Migration from pacific (cloud:focal-xena) to quincy (cloud:focal-yoga) fails with invalid migration path

Bug #2007976 reported by Diko Parvanov
16
This bug affects 3 people
Affects Status Importance Assigned to Milestone
Ceph Monitor Charm
Status tracked in Trunk
Quincy.2
Fix Released
Undecided
Unassigned
Trunk
Fix Released
High
Unassigned

Bug Description

Running on focal with pacific fully upgraded from octopus via source (cloud:focal-wallaby -> cloud:focal-xena) worked. Upgrading further from cloud:focal-xena to cloud:focal-yoga fails with:

unit-ceph-mon-2: 12:07:17 INFO unit.ceph-mon/2.juju-log old_version: octopus
unit-ceph-mon-2: 12:07:17 INFO unit.ceph-mon/2.juju-log new_version: quincy
unit-ceph-mon-2: 12:07:17 ERROR unit.ceph-mon/2.juju-log Invalid upgrade path from octopus to quincy. Valid paths are: ['firefly -> hammer', 'hammer -> jewel', 'jewel -> luminous', 'luminous -> mimic', 'mimic -> nautilus', 'nautilus -> octopus', 'octopus -> pacific', 'pacific -> quincy']

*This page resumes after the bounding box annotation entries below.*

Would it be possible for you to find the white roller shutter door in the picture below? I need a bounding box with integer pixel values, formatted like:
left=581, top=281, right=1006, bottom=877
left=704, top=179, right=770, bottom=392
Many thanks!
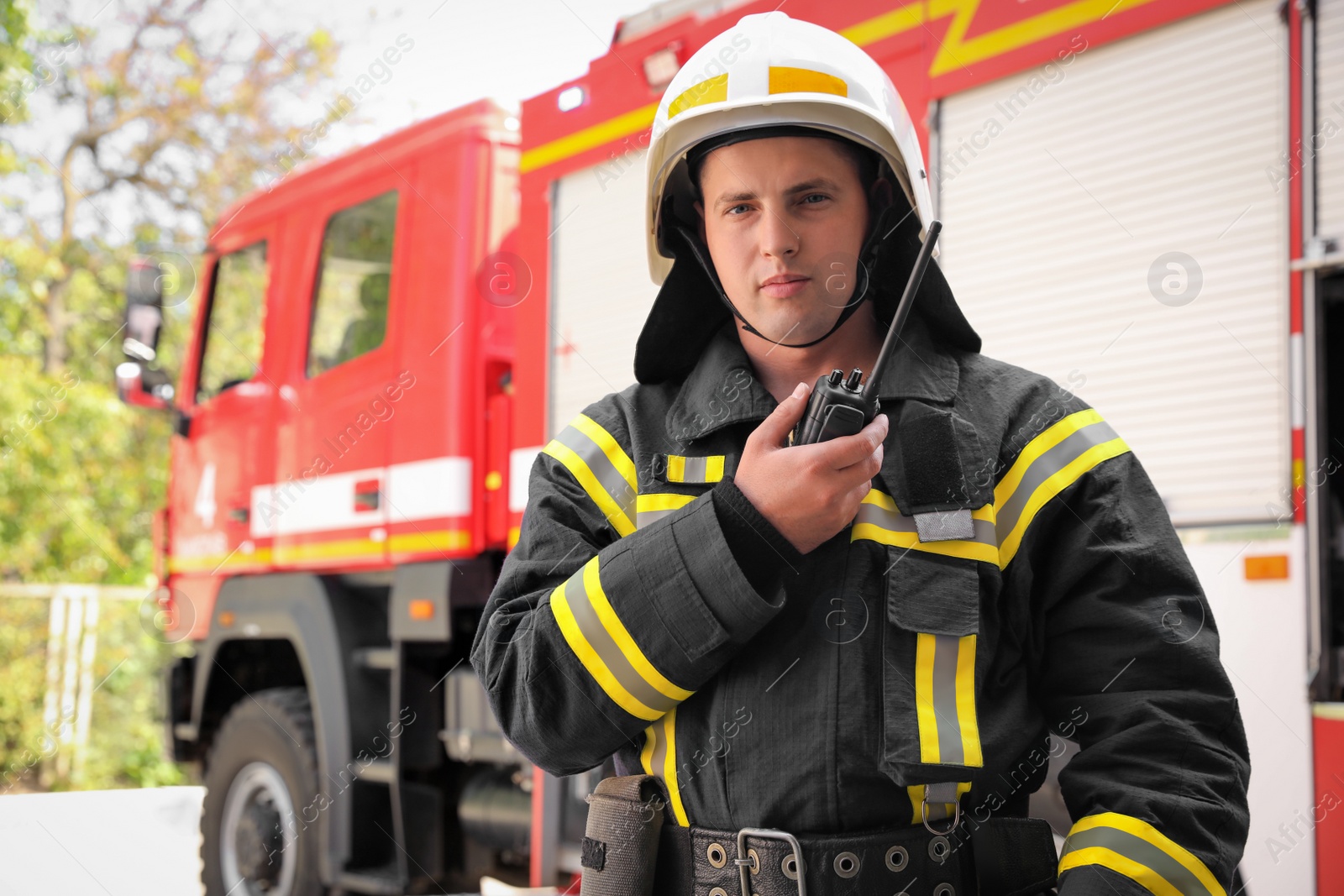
left=1315, top=0, right=1344, bottom=244
left=936, top=0, right=1290, bottom=524
left=547, top=152, right=659, bottom=435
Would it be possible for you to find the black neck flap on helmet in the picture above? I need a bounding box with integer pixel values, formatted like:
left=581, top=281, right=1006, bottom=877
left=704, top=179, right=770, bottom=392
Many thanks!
left=634, top=140, right=979, bottom=385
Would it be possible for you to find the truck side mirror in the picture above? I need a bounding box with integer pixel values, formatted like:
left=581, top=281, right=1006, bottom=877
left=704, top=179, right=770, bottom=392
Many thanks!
left=121, top=258, right=164, bottom=363
left=116, top=258, right=173, bottom=410
left=117, top=361, right=173, bottom=411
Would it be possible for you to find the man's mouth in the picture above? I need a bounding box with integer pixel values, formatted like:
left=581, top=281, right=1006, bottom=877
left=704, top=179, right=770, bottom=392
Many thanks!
left=761, top=274, right=811, bottom=298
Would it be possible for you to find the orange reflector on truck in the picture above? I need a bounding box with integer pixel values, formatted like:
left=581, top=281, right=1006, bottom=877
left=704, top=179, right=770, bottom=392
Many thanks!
left=1246, top=553, right=1288, bottom=579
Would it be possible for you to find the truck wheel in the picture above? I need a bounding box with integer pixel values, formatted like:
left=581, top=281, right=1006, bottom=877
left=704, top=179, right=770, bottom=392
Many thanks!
left=200, top=688, right=323, bottom=896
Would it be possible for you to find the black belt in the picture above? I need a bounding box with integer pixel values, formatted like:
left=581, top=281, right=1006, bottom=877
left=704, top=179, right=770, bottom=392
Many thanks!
left=654, top=818, right=1057, bottom=896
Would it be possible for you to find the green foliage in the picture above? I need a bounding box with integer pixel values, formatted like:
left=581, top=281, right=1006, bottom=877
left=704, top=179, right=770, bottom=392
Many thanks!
left=0, top=598, right=49, bottom=794
left=0, top=0, right=339, bottom=790
left=0, top=0, right=32, bottom=129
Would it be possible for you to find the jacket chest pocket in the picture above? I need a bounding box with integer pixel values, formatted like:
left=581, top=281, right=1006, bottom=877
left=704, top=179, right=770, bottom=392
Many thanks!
left=882, top=547, right=984, bottom=783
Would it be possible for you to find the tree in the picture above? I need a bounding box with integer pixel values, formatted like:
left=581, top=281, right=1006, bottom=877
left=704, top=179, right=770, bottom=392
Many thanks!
left=0, top=0, right=338, bottom=783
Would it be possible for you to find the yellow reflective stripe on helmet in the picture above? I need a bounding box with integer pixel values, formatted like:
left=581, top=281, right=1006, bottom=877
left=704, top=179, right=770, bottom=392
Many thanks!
left=1059, top=813, right=1227, bottom=896
left=995, top=408, right=1129, bottom=567
left=916, top=631, right=985, bottom=768
left=551, top=558, right=692, bottom=721
left=640, top=710, right=690, bottom=827
left=542, top=414, right=636, bottom=536
left=668, top=72, right=728, bottom=119
left=667, top=454, right=724, bottom=485
left=774, top=65, right=849, bottom=97
left=906, top=780, right=970, bottom=825
left=634, top=495, right=696, bottom=529
left=849, top=489, right=999, bottom=564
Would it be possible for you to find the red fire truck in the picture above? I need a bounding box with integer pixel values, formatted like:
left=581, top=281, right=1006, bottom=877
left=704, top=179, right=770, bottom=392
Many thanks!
left=118, top=0, right=1344, bottom=893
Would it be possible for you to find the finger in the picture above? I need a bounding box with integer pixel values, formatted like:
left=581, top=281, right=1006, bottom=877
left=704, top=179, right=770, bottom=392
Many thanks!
left=837, top=445, right=885, bottom=485
left=753, top=383, right=811, bottom=446
left=818, top=414, right=887, bottom=470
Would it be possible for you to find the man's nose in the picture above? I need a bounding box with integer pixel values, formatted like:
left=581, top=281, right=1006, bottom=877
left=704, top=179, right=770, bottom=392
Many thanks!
left=761, top=206, right=800, bottom=258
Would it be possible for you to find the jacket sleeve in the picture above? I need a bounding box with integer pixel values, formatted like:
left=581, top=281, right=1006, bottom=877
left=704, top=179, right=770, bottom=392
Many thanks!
left=472, top=403, right=784, bottom=775
left=996, top=410, right=1250, bottom=896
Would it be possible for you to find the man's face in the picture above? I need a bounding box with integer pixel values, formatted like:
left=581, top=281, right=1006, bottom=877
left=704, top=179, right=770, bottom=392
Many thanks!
left=696, top=137, right=869, bottom=343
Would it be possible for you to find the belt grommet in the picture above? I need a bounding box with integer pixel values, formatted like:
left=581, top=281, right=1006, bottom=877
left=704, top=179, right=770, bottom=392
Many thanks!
left=833, top=851, right=858, bottom=880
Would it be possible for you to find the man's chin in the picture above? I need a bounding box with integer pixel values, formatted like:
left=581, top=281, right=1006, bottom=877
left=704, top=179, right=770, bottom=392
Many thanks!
left=748, top=314, right=835, bottom=345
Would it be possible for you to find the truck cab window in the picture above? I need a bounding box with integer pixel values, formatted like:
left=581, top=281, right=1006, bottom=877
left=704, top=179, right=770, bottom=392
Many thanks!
left=307, top=191, right=396, bottom=376
left=197, top=242, right=270, bottom=401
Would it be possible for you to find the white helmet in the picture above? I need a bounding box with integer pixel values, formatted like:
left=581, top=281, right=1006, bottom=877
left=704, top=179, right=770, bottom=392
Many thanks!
left=645, top=12, right=932, bottom=284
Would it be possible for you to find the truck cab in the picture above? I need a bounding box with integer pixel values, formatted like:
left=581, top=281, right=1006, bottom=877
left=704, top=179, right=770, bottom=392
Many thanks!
left=118, top=101, right=575, bottom=894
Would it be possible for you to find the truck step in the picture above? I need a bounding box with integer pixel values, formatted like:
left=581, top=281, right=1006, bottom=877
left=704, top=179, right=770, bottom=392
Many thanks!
left=359, top=759, right=396, bottom=784
left=336, top=864, right=406, bottom=896
left=354, top=647, right=396, bottom=669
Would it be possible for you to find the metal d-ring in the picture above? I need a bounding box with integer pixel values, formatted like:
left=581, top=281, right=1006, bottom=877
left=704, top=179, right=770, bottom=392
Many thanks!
left=735, top=827, right=808, bottom=896
left=919, top=791, right=961, bottom=837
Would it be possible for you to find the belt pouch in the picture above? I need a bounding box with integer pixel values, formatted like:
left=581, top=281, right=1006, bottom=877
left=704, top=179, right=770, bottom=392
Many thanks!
left=580, top=775, right=667, bottom=896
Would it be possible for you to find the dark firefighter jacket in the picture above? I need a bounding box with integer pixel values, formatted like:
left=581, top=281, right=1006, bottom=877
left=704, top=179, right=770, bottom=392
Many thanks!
left=472, top=305, right=1250, bottom=896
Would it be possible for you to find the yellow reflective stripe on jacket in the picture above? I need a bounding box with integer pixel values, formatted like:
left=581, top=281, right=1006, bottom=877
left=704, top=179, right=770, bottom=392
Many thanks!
left=906, top=780, right=970, bottom=825
left=995, top=408, right=1129, bottom=567
left=916, top=631, right=985, bottom=768
left=634, top=495, right=696, bottom=529
left=849, top=489, right=999, bottom=563
left=1059, top=811, right=1227, bottom=896
left=667, top=454, right=723, bottom=485
left=551, top=558, right=692, bottom=721
left=542, top=414, right=637, bottom=536
left=849, top=408, right=1129, bottom=569
left=640, top=710, right=690, bottom=827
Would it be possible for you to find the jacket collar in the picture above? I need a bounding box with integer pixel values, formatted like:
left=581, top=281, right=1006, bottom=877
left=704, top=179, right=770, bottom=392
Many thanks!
left=665, top=314, right=959, bottom=441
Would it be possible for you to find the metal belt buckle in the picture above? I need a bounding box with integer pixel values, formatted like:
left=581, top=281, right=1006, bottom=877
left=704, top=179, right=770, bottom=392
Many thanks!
left=734, top=827, right=808, bottom=896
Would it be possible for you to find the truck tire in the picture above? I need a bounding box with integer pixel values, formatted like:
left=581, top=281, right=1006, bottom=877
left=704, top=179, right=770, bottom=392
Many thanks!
left=200, top=688, right=323, bottom=896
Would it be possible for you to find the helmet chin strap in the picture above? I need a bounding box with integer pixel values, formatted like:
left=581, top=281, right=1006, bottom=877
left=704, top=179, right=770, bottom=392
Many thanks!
left=664, top=203, right=891, bottom=348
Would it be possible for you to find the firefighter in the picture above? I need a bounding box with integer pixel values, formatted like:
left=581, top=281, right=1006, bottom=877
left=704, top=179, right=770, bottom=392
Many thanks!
left=472, top=12, right=1250, bottom=896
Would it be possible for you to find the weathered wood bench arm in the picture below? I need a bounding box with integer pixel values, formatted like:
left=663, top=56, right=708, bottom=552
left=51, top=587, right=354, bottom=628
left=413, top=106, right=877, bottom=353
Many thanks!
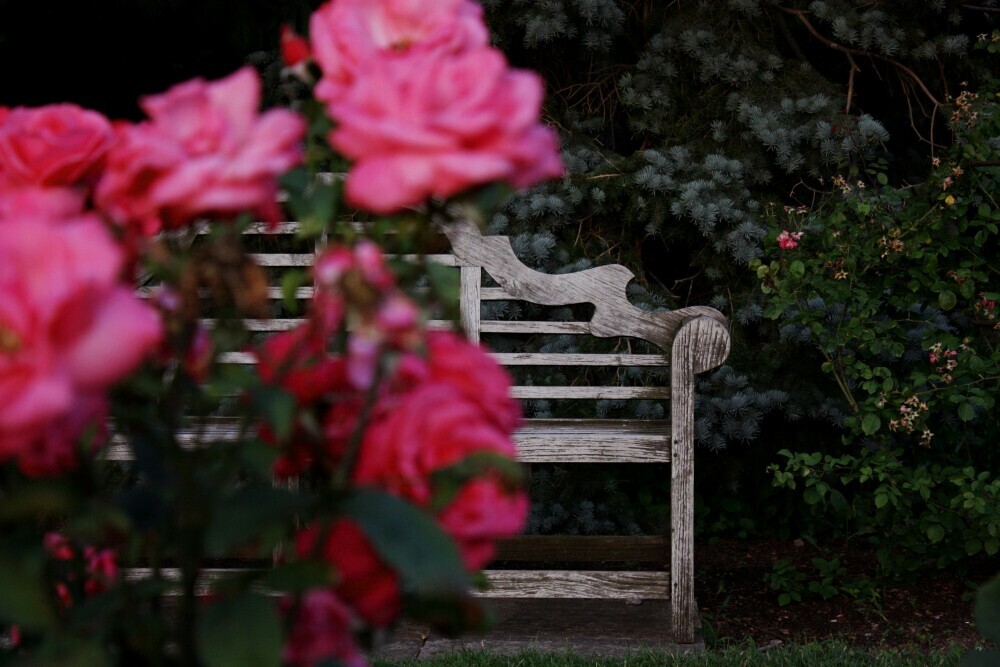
left=442, top=220, right=730, bottom=644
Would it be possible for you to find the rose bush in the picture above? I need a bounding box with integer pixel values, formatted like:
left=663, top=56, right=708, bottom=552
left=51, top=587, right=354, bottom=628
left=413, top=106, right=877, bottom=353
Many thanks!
left=0, top=0, right=562, bottom=667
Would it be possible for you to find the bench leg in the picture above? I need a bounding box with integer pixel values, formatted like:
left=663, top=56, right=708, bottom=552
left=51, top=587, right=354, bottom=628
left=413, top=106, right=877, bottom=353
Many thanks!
left=670, top=317, right=729, bottom=644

Using quincy/stable charms rev 149.

Ceph cluster (mons and osds) fully upgraded to pacific.

ceph -v
ceph version 16.2.9 (4c3647a322c0ff5a1dd2344e039859dcbd28c830) pacific (stable)

sudo ceph osd dump | grep require_osd_release
require_osd_release pacific

Tags: bseng-1078
Diko Parvanov (dparv)
description: updated
Revision history for this message
Diko Parvanov (dparv) wrote :

Setting back to cloud:focal-xena we get in the logs:

unit-ceph-mon-0: 13:40:53 INFO unit.ceph-mon/0.juju-log old_version: octopus
unit-ceph-mon-0: 13:40:53 INFO unit.ceph-mon/0.juju-log new_version: pacific

but ceph is already on pacific, so it's getting the old_version from somewhere that's not up to date. I checked config keys, relation data, leader settings - none of them have it.

Revision history for this message
Diko Parvanov (dparv) wrote :

Looking at the charm code it looks like in check_for_upgrade() the c.previous('source') in
old_version = ceph.resolve_ceph_version(c.previous('source') or 'distro')

return distro and it doesn't return the previous value of cloud:focal-xena, thus causing distro to be octopus for focal and failing the upgrade.

Revision history for this message
Diko Parvanov (dparv) wrote :

This ugly "patch" unblocked the migrations https://pastebin.canonical.com/p/Sw5dR4zk4g/ and then we reverted it back.

Changed in charm-ceph-mon:
status: New → Triaged
importance: Undecided → High
Revision history for this message
Luciano Lo Giudice (lmlogiudice) wrote :

Hello Diko,

Can you tell me if the following message appears in the ceph-mon logs? "Found but was unable to parse previous config data"

The reason I asked is that such message will show when the previous configuration couldn't be loaded, which would explain why fetching the previous series is failing.

Andrea Ieri (aieri)
tags: added: bseng-1078
Revision history for this message
Diko Parvanov (dparv) wrote :

I have not seen this log entry, and unfortunately this was partner cloud and re-deployed a couple of times already, so no logs are available.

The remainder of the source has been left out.